Short-term fluctuations in the index often reflect the effects of timing or weather-related shifts rather than a meaningful change in direction. Considered a leading indicator, FRI suggests that rail traffic availability is not looking back. Instead, it shows work still working its way through production pipelines and supply chains.
AAR said the rail recovery is taking place against a complex economic backdrop that provides both support and potential headwinds.
Productivity indicators have become more positive. Output rose 1.3% year-on-year in February, while the ISM Manufacturing PMI reached 52.7% in March, its highest reading in more than three years. The PMI has now remained above the 50% expansion threshold for three consecutive months, indicating a return to growth after two years of uneven output. If continued, AAR said, this production recovery will provide extensive rail support across multiple freight groups.
The services sector remains strong, bolstering demand for consumer and business activity that is essential to the transportation of goods between transit and finished goods.
However, great dangers lie ahead. Inflation continues to run above the Federal Reserve’s target, creating uncertainty about the path of monetary policy. Renewed international tensions, particularly in the Middle East amid the ongoing war with Iran, have returned volatility to energy markets. Rising diesel prices eat directly into supply chains, creating cost pressures even as prices rise.
Natural gas prices rose in late January and early February when a powerful Arctic storm sent US heating demand soaring at the same time that a freeze in the gathering system took much of US natural gas production offline. A combination of growing demand and temporarily reduced supplies kept prices up in early February, when temperatures moderated and production returned. Notably, unlike gasoline and diesel prices, US natural gas prices did not increase in March, maintaining the competitive advantage of domestic chemical producers.

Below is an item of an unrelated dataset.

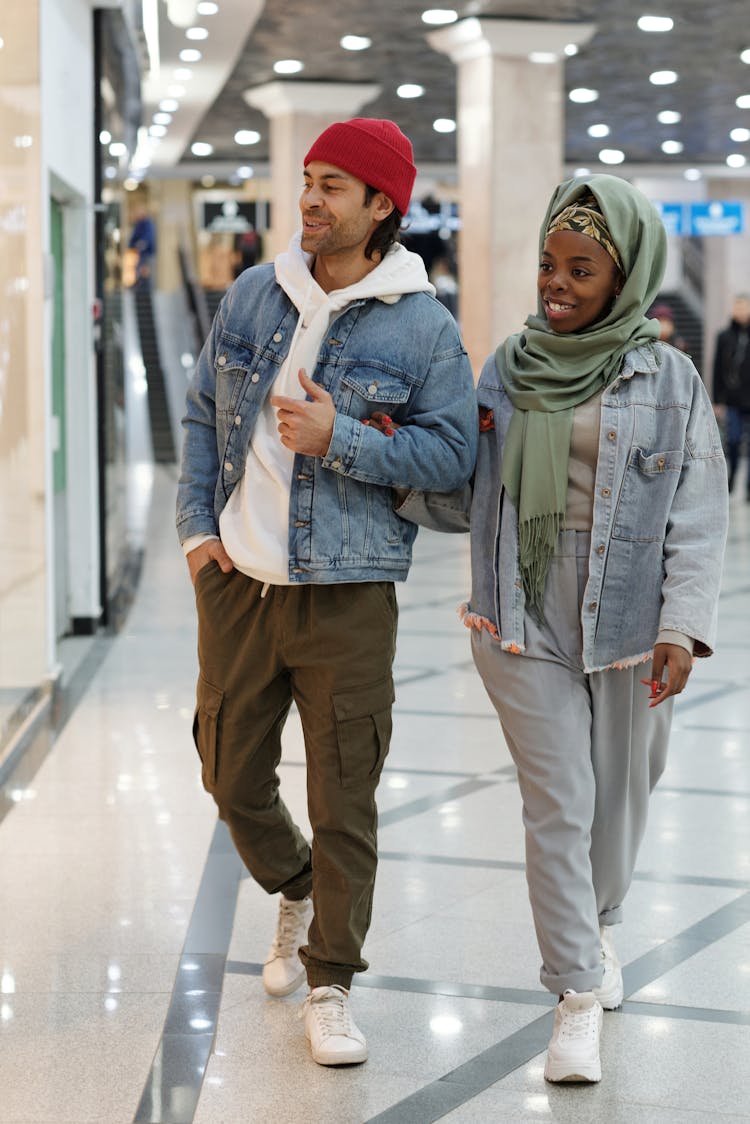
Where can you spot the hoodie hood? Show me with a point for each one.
(399, 272)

Labor market indicators present a mixed picture. Job growth fell between gains and losses over the past year, as early March added 178,000 jobs following a sharp decline in February. Unemployment is falling sharply, and layoffs remain low, pointing to moderation rather than recession. Wage growth continues to support consumer spending, but a prolonged period of stagnant employment could end up weighing on assets.

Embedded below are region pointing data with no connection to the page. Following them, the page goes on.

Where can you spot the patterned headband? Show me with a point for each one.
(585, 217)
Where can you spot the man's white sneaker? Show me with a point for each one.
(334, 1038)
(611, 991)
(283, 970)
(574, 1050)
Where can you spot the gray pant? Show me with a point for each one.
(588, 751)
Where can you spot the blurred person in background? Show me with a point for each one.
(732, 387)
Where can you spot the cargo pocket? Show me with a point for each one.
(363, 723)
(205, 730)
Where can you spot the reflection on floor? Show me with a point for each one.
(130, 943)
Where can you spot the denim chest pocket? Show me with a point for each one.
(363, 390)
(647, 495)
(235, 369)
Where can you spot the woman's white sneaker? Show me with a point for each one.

Consumer spending has held steady despite the challenges, although growth remains modest and consumption of goods has softened compared to services. In rail, any further decline in consumer activity could be seen first in inter-track volumes.

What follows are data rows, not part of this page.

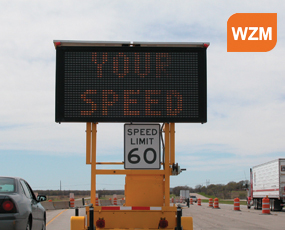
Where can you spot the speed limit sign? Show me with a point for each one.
(142, 146)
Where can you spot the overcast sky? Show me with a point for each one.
(246, 91)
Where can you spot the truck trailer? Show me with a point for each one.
(267, 180)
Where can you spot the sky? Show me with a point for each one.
(245, 90)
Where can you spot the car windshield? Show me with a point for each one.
(7, 185)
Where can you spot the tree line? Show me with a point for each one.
(101, 193)
(228, 191)
(236, 189)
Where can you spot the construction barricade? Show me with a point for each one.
(199, 202)
(71, 200)
(265, 205)
(236, 204)
(216, 203)
(211, 202)
(115, 199)
(97, 200)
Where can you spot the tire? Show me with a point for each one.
(44, 226)
(255, 203)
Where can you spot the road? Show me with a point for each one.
(60, 219)
(204, 217)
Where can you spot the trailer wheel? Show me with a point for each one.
(271, 204)
(255, 203)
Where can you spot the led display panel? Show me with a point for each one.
(131, 84)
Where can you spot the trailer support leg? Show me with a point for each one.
(179, 214)
(91, 218)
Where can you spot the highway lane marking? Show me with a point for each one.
(56, 217)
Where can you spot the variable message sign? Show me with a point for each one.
(131, 83)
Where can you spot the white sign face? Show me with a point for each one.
(142, 146)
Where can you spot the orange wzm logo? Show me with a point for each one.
(251, 32)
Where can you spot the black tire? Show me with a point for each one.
(44, 226)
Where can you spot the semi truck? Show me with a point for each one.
(267, 180)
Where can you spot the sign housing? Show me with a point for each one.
(123, 82)
(142, 146)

The march of trains in March 2026 delivered a clear message: the freight economy is on the rise again, and that momentum is broad rather than weak. Prices are improving even as inflation, energy costs, and labor force remain unaddressed, pointing to a dynamic economy rather than overheating or stagnation.
The combination of record chemical exports, the strongest grain prices since the early 1990s, and motor vehicles excluding coal arrivals at levels not seen since 2008 paint a picture of real improvement across the industrial and agricultural sectors. Intermodal’s return to growth suggests that consumer-connected supply chains are recovering after a long period of adjustment.
Yet the data also shows a lesson. Growth is visible but conditional, underpinned by energy markets that remain sensitive to country risks, the power of volatile currencies that have proven stubbornly persistent, and labor trends that remain volatile. Railroads sit at the crossroads of manufacturing, commerce, and energy, and March showed that this intersection is getting very busy.
As these macroeconomic forces continue to emerge, train movements will always be clear early indicators of whether growth is really strengthening or slowing down before the next challenge emerges. For now, the numbers point to the economy to find out where it stands, even if the margin of error remains small.